Taiwan Eats: Pan-Fried Rice Noodles

Thin rice noodles are pan-fried with pork and slivered vegetables. Cathy Erway

Perfect for feeding a crowd or a solo meal on the fly, this simple noodle recipe is a standard of home-style Taiwanese fare. It can be made with everyday pantry items and a few slivered vegetables, but for more heartiness, I sometimes add a small amount of thinly sliced pork. While these components might be similar to pan-fried rice noodle dishes of Southeast Asian cuisines (such as Pad Thai), Taiwan's rice noodles are distinct in several ways.


The first noteworthy distinction are the noodles themselves. Extremely thin yet pliable, Taiwanese rice noodles are featured in myriad preparations of noodle soup. But they also hold up well to a lot of tossing in the pan without breaking. Many rice-noodle factories are found in Taiwan's northwest region of Hsinchu, where the air is drier and windy, making it apt for drying rice noodles quickly before packaging. Therefore, should you find a package of rice noodles in an Asian grocery called "Hsinchu Rice Noodles," this is the stuff to buy. If not, just look for the thinnest type of rice noodles you can find as a substitute. Beware bean-starch or mung-bean noodles, which may appear similar when dried; these noodles become translucent and jelly-like once cooked, not suitable for pan-frying at all.


Another distinction of Taiwanese pan-fried rice noodles is the heavy use of white pepper and black vinegar as seasonings. What might have been an utterly bland-tasting tangle of noodles becomes nuanced and memorable with these unique ingredients. Ground white pepper is sprinkled throughout the noodles while tossing them, invisibly adding nose-tingling flavor throughout. Black vinegar (an aged rice vinegar that's less acidic and slightly sweeter than clear varieties) is doused liberally on the noodles once they're off the heat, as the vinegar flavor will weaken if cooked.
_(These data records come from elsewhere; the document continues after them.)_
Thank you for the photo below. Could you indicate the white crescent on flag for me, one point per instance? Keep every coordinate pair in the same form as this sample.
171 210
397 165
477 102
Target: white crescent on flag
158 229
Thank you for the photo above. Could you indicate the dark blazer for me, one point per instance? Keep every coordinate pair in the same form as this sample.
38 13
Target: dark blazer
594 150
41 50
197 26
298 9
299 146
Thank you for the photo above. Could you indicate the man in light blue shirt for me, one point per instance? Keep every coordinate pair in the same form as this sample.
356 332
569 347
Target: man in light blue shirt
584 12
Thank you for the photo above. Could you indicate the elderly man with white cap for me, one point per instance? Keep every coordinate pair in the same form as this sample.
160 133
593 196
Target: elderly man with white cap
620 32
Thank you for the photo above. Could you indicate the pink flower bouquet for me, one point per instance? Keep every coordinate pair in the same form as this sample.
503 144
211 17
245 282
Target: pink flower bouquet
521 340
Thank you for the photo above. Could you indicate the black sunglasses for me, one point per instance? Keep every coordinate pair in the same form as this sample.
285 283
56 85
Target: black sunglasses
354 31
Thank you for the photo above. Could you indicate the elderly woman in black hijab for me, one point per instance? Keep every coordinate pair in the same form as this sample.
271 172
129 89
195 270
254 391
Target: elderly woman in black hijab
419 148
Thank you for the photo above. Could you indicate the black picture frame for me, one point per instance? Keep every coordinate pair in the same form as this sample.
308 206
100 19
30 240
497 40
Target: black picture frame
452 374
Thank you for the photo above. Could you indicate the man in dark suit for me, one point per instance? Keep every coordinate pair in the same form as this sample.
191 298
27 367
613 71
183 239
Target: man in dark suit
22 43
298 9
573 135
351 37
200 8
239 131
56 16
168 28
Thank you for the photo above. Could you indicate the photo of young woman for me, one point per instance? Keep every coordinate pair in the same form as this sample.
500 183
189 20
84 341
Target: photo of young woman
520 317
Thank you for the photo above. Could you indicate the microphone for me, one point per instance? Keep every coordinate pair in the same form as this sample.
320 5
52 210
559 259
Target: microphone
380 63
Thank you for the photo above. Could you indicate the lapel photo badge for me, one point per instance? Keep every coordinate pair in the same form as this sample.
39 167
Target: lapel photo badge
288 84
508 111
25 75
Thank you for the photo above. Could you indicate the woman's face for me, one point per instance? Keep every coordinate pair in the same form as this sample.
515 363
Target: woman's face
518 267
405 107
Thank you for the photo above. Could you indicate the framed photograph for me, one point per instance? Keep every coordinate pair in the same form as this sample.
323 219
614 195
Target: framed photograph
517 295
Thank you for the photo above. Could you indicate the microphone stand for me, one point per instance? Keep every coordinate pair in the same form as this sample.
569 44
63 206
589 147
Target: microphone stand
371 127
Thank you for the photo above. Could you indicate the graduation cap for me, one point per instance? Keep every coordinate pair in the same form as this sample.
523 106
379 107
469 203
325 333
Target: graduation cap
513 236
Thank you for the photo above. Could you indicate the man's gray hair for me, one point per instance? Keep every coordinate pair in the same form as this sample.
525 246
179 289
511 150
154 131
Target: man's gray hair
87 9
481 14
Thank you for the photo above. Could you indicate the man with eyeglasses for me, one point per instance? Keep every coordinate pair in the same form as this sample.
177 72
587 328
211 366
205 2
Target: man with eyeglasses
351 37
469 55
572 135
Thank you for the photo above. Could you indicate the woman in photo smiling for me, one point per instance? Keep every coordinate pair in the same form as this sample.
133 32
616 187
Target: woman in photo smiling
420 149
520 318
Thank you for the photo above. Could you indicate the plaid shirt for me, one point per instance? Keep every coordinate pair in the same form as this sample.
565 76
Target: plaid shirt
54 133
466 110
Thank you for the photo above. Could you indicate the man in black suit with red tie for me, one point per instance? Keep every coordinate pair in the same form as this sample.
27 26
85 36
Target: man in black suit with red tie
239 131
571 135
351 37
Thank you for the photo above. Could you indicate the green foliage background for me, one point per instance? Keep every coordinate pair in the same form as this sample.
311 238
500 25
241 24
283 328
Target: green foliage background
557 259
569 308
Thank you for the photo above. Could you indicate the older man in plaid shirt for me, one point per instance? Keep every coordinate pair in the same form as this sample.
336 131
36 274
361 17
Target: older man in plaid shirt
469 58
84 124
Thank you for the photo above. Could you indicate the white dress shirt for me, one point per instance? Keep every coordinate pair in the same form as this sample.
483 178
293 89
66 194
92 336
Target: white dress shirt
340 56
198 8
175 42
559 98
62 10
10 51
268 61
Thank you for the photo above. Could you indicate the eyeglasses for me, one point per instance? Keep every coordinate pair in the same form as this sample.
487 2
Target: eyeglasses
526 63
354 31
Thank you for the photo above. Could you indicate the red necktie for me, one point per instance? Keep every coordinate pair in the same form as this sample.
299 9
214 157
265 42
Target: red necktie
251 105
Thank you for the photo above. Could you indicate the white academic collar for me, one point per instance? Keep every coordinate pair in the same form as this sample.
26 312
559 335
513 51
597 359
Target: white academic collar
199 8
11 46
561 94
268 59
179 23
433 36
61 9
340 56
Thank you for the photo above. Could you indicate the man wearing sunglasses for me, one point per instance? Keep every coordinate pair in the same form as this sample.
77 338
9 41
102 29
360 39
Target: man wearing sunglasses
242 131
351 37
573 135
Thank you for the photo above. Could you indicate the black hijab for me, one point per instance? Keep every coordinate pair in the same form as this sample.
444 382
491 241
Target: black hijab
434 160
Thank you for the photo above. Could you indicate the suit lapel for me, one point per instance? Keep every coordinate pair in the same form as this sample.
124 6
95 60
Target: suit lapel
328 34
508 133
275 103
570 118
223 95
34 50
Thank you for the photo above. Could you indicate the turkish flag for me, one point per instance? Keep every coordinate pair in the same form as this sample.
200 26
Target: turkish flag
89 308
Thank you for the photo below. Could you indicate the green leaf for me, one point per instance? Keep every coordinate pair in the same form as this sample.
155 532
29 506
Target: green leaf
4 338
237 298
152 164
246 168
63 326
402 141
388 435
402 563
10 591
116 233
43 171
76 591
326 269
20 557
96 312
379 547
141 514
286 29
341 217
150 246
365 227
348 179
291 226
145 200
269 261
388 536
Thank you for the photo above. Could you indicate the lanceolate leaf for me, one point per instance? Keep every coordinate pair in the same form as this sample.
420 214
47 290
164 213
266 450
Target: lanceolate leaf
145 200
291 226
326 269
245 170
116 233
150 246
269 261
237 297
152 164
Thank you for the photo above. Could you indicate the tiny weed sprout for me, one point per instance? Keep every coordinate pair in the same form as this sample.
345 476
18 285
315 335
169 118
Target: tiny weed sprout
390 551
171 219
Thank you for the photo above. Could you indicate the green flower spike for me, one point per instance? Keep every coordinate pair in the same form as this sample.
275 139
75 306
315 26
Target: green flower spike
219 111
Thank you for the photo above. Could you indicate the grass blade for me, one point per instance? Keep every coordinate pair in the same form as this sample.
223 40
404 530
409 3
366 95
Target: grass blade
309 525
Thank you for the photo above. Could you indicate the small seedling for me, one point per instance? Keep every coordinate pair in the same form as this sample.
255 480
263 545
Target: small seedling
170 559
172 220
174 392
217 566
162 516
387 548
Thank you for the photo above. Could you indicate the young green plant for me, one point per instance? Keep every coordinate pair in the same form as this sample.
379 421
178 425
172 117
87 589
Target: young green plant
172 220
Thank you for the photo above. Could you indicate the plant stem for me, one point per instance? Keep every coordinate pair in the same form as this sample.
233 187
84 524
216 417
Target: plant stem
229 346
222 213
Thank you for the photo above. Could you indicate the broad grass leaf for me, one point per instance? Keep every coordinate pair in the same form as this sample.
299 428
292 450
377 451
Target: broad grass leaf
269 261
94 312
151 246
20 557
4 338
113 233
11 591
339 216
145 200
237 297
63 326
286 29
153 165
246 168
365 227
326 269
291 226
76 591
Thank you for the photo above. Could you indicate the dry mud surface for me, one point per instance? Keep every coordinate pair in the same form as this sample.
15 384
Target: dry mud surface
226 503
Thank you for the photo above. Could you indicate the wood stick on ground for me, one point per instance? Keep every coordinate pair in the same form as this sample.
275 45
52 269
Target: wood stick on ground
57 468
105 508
Soy sauce and salt are added also, and cooks can add more or less of any of these seasonings to their taste.

Finally, this dish differs from other pan-fried rice noodles because it's not crispy or browned in parts, nor is it overly greasy from lots of oil to coat the pan. Instead, it's moist and a little brothy, because stock is poured into the pan. Most of it isabsorbed by the noodles, but it makes for slippery, slurp-worthy, incredibly flavorful bites. The good news is you can keep shoveling these noodles into your mouth, and you'll be spared that greasy-lips syndrome typical of other types of pan-fried noodles. Try it yourself, and feel free to make it your own by adding other types of sliced vegetables and meats.